Some dusts are well known for their ability to produce serious lung diseases of this type, eg respirable crystalline silica (RCS) can cause silicosis and also lung cancer. Chronic effects of dust in the lungs are usually permanent and may be disabling, so prevention of the onset of disease should be given the highest priority.
Certain dusts, eg dusts from grain, flour, wood, reactive dyes and proteolytic enzymes are respiratory sensitisers which can cause occupational asthma (attacks of coughing; wheezing and chest tightness), rhinitis (runny or stuffy nose) and extrinsic allergic alveolitis (symptoms can include fever, cough, worsening breathlessness and weight loss).
Some dusts can cause ulceration of the skin and irritation or skin sensitisation can be caused by dusts such as epoxy resins, rubber processing chemicals, wood dust and fibreglass and can lead to dermatitis.
Dust particles produced during the cutting, grinding and drilling of materials can cause eye damage/irritation, and some dusts may cause eye damage/irritation due to their chemical nature.
Some inhaled dusts can become trapped in the mucus that lines the respiratory tract.

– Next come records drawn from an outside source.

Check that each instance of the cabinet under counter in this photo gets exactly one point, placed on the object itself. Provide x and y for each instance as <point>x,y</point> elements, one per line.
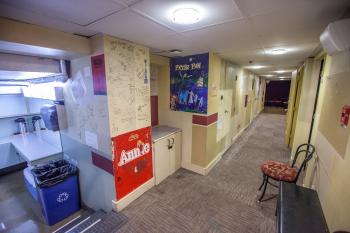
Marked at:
<point>167,143</point>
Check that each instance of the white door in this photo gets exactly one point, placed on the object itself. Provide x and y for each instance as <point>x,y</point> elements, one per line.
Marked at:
<point>175,152</point>
<point>161,159</point>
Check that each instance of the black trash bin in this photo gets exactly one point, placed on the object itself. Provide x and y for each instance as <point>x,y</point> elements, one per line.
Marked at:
<point>57,183</point>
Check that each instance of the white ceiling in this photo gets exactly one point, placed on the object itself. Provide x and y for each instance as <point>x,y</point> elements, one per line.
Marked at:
<point>239,30</point>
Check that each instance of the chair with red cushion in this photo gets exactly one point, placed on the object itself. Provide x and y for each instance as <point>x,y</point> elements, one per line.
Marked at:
<point>279,171</point>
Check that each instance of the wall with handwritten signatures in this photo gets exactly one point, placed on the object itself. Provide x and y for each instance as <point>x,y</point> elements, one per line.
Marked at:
<point>128,85</point>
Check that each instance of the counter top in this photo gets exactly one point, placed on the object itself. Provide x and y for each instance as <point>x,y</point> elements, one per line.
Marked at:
<point>32,146</point>
<point>161,131</point>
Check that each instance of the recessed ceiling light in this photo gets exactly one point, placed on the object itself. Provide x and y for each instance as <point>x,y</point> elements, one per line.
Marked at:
<point>278,51</point>
<point>186,15</point>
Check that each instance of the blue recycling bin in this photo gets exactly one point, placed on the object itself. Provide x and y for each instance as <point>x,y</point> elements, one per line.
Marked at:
<point>58,190</point>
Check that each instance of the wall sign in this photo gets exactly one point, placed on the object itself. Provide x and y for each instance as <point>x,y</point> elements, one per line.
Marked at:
<point>189,83</point>
<point>132,160</point>
<point>99,74</point>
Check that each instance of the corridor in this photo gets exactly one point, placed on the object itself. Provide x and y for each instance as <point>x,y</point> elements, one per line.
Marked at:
<point>223,201</point>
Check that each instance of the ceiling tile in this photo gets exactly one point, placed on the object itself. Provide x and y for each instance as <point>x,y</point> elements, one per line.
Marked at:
<point>128,25</point>
<point>243,57</point>
<point>80,12</point>
<point>43,20</point>
<point>237,35</point>
<point>295,26</point>
<point>214,12</point>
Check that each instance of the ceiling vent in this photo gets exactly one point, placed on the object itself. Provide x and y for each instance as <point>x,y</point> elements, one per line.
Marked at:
<point>336,37</point>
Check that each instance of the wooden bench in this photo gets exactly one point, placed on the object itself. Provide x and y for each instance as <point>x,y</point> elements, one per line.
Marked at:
<point>299,210</point>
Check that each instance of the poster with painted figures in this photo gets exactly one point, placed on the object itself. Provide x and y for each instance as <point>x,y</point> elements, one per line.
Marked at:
<point>189,83</point>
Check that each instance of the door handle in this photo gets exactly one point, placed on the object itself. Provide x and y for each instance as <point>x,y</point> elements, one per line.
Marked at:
<point>171,143</point>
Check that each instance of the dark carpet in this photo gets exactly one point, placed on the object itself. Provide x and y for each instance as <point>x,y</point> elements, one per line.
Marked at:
<point>223,201</point>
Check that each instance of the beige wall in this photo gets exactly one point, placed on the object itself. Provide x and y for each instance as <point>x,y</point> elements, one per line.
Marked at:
<point>128,95</point>
<point>329,173</point>
<point>200,145</point>
<point>42,41</point>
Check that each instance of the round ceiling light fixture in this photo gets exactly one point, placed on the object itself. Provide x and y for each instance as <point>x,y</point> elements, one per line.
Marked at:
<point>175,51</point>
<point>278,51</point>
<point>255,67</point>
<point>186,15</point>
<point>281,71</point>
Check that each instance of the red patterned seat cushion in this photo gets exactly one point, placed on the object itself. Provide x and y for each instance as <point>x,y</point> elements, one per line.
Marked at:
<point>279,171</point>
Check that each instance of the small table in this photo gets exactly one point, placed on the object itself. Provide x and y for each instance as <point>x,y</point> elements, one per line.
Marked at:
<point>299,210</point>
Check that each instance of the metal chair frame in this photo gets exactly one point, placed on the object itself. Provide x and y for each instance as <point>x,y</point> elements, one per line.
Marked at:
<point>309,151</point>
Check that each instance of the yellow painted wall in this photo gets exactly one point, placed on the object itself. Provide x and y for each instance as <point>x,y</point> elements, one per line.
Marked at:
<point>291,101</point>
<point>200,146</point>
<point>306,104</point>
<point>329,172</point>
<point>241,116</point>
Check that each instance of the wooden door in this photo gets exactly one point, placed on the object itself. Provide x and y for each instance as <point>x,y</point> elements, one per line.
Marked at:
<point>161,159</point>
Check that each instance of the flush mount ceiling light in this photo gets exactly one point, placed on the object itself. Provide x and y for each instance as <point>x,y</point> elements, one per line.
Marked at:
<point>255,67</point>
<point>186,15</point>
<point>175,51</point>
<point>281,71</point>
<point>277,51</point>
<point>268,75</point>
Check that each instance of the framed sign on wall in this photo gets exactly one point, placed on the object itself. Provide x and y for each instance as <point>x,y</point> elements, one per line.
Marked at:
<point>189,83</point>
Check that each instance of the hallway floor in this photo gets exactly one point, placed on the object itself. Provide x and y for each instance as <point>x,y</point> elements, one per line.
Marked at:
<point>223,201</point>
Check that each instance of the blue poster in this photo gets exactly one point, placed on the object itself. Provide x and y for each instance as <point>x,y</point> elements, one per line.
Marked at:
<point>189,83</point>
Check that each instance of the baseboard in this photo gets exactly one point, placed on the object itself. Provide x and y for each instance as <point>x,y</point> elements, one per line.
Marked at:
<point>119,205</point>
<point>194,168</point>
<point>212,164</point>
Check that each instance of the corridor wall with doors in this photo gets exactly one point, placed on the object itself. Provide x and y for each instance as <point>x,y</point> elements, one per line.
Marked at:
<point>329,171</point>
<point>235,98</point>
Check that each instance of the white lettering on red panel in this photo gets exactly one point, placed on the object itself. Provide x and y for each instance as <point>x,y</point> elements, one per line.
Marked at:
<point>130,155</point>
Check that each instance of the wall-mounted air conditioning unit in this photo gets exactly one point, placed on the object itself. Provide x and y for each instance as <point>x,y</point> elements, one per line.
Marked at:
<point>336,37</point>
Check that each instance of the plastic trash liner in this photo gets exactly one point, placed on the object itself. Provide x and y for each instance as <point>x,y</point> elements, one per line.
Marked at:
<point>57,183</point>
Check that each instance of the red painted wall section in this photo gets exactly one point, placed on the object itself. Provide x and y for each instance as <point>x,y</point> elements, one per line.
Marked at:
<point>132,160</point>
<point>154,110</point>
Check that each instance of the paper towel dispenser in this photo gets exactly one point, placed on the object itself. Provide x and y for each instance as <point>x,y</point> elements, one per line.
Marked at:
<point>49,115</point>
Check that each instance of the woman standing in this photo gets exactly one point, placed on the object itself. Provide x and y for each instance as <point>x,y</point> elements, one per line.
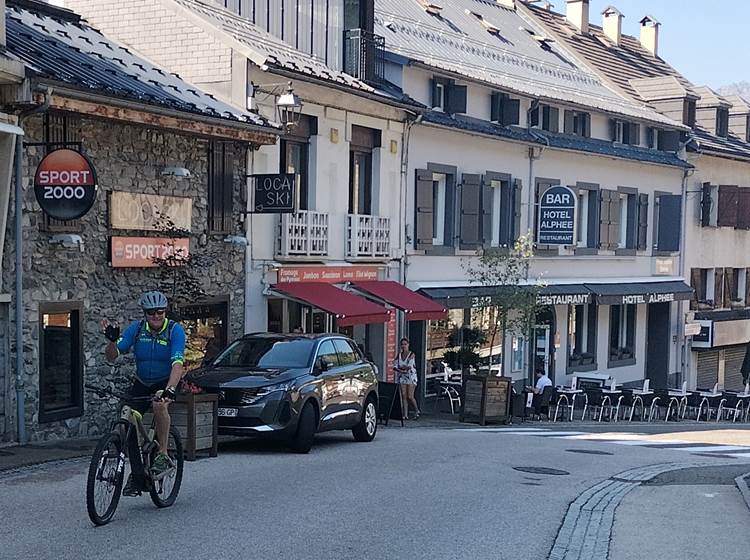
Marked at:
<point>406,377</point>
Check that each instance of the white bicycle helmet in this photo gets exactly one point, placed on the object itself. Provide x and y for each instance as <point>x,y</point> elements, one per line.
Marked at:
<point>153,300</point>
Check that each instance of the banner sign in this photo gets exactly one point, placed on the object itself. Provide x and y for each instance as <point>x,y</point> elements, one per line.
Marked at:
<point>65,184</point>
<point>141,211</point>
<point>273,193</point>
<point>332,274</point>
<point>557,212</point>
<point>140,252</point>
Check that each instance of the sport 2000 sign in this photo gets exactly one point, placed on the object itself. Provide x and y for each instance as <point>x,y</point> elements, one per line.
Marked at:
<point>65,184</point>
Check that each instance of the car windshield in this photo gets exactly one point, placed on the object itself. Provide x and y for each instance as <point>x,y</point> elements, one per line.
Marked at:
<point>269,353</point>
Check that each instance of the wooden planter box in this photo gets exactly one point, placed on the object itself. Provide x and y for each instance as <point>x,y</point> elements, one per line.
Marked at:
<point>486,399</point>
<point>197,420</point>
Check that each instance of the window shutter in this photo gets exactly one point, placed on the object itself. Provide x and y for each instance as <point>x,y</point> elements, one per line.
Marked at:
<point>642,222</point>
<point>568,126</point>
<point>435,100</point>
<point>510,111</point>
<point>487,196</point>
<point>669,140</point>
<point>517,194</point>
<point>423,218</point>
<point>670,227</point>
<point>728,195</point>
<point>718,286</point>
<point>456,102</point>
<point>469,216</point>
<point>496,104</point>
<point>695,283</point>
<point>605,199</point>
<point>706,205</point>
<point>743,208</point>
<point>728,285</point>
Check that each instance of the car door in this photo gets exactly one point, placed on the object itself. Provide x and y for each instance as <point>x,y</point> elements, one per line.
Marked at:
<point>332,387</point>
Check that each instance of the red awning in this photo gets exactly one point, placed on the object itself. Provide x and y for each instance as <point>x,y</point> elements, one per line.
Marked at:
<point>350,309</point>
<point>416,306</point>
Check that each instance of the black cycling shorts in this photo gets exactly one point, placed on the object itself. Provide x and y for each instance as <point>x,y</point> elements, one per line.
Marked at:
<point>140,390</point>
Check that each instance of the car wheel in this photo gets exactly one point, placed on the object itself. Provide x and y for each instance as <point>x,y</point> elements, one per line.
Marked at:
<point>302,440</point>
<point>367,426</point>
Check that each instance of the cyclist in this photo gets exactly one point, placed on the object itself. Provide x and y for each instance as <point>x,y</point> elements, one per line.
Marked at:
<point>158,344</point>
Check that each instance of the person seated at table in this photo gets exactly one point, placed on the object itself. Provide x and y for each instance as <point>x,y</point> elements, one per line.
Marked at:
<point>542,381</point>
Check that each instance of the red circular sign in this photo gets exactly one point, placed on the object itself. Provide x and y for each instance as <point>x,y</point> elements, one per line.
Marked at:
<point>65,184</point>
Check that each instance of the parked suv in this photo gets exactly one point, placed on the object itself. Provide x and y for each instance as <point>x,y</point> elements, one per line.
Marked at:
<point>293,386</point>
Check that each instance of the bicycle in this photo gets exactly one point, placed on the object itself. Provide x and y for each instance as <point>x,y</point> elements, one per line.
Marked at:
<point>107,468</point>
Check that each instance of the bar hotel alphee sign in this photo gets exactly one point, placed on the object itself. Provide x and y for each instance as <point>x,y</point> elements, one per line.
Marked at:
<point>65,184</point>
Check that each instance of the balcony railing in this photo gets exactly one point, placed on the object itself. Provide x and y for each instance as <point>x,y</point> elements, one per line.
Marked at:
<point>368,237</point>
<point>364,56</point>
<point>303,234</point>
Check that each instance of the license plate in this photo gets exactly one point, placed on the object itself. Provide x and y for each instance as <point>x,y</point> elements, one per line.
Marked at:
<point>231,412</point>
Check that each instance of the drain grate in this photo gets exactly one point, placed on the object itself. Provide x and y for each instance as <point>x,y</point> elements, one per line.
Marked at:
<point>541,470</point>
<point>589,451</point>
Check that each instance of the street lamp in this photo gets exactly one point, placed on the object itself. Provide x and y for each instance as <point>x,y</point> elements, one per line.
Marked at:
<point>289,108</point>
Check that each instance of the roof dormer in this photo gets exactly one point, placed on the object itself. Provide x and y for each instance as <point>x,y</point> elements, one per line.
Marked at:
<point>712,112</point>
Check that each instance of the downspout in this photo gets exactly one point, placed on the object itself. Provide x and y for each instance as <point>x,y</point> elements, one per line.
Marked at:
<point>20,392</point>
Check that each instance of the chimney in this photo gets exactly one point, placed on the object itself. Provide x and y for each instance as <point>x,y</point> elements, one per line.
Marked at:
<point>650,34</point>
<point>577,14</point>
<point>612,24</point>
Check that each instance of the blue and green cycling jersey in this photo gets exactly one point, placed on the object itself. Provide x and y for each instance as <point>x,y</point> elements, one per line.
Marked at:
<point>155,352</point>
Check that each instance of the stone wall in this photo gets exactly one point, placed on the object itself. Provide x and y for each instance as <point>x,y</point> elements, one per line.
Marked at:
<point>126,158</point>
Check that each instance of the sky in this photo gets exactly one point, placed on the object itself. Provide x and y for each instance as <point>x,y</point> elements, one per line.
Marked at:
<point>704,39</point>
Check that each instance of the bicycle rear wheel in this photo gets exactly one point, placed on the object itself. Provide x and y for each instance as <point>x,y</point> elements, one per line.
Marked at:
<point>104,482</point>
<point>164,491</point>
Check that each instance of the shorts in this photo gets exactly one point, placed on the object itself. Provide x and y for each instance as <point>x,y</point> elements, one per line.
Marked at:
<point>138,389</point>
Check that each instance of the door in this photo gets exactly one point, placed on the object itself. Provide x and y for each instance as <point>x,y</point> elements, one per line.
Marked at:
<point>657,345</point>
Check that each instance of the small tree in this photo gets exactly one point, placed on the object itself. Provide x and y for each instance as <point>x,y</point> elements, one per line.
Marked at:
<point>515,297</point>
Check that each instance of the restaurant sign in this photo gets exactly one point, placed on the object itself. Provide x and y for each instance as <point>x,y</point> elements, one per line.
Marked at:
<point>140,252</point>
<point>65,184</point>
<point>557,211</point>
<point>332,274</point>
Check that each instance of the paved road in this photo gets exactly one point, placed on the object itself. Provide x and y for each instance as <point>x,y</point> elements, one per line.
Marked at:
<point>412,493</point>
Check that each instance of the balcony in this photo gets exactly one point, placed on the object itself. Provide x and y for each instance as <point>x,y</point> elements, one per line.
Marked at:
<point>368,237</point>
<point>364,56</point>
<point>303,235</point>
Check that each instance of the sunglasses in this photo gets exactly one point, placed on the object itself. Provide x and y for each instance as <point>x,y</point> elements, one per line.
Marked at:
<point>152,312</point>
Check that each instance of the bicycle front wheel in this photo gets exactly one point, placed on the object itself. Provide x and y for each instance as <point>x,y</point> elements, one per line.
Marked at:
<point>164,491</point>
<point>104,482</point>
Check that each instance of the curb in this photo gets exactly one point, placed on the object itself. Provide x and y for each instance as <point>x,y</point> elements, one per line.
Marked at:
<point>586,529</point>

This mucus tends to be either spat out or swallowed. Inhaled dusts can get into the digestive tract, where they can cause local effects such as gastrointestinal tract irritation. Alternatively, they can enter the bloodstream and produce effects in other organs and tissues.
Dusts may also find their way into the digestive tract via hand-to-mouth contact so ensure that employees maintain good standards of personal hygiene, and consider whether eating and drinking should be prohibited in the workplace.